De acordo com a defesa, a OAB-AM foi notificada da decisão em 6 de novembro de 2025, iniciando-se a contagem do prazo no dia seguinte. O prazo final venceu em 11 de fevereiro de 2026, com incidência de multa a partir de 12 de fevereiro. Segundo Bruno, entre 12 de fevereiro e 31 de março deste ano, a multa teria acumulado 31 dias úteis, totalizando R$ 31 mil.
Apesar da decisão judicial, a defesa afirma que o processo estagnou. “Processos administrativos dessa natureza costumam durar cerca de 30 dias, mas este já se arrasta há três anos, mesmo com ordem judicial”, informou.
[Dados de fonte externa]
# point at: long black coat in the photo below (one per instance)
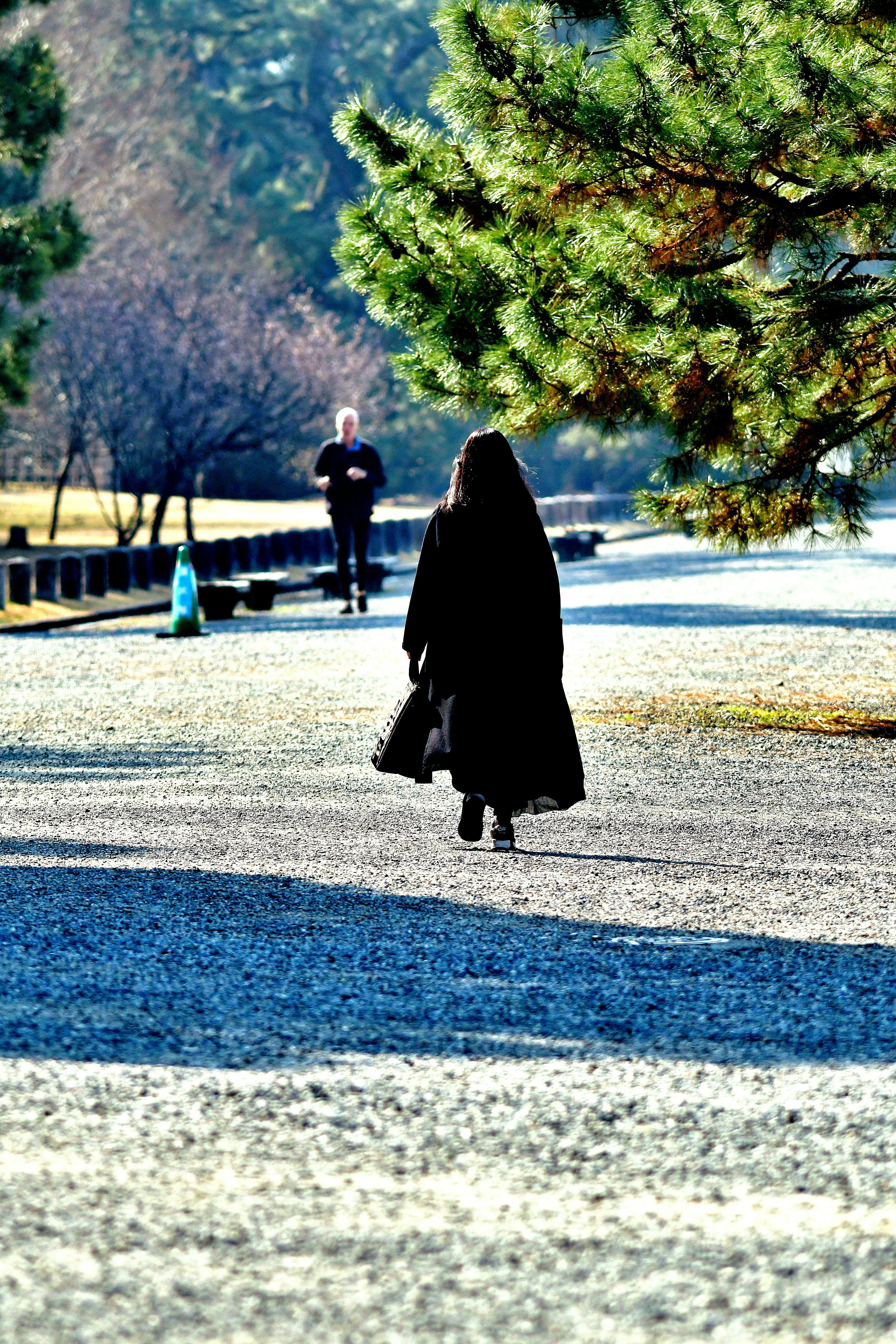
(487, 609)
O ATUAL tentou ouvir a OAB-AM, mas até a publicação desta matéria nenhuma resposta foi enviada.
Incidente de idoneidade
O advogado também questiona um incidente de idoneidade aberto no âmbito da OAB, relacionado ao caso. Segundo a defesa, Walber não foi notificado sobre qualquer possibilidade de penalidade administrativa.
Na terça-feira (31), Bruno apresentou à Justiça Federal um pedido para anular o procedimento sob alegação de que Walber não teve o direito de se defender.
“Ele nunca foi formalmente comunicado sobre esse procedimento, o que compromete o direito à ampla defesa”, afirmou Bruno, que reforça que seguirá acompanhando o caso nas esferas judicial e administrativa.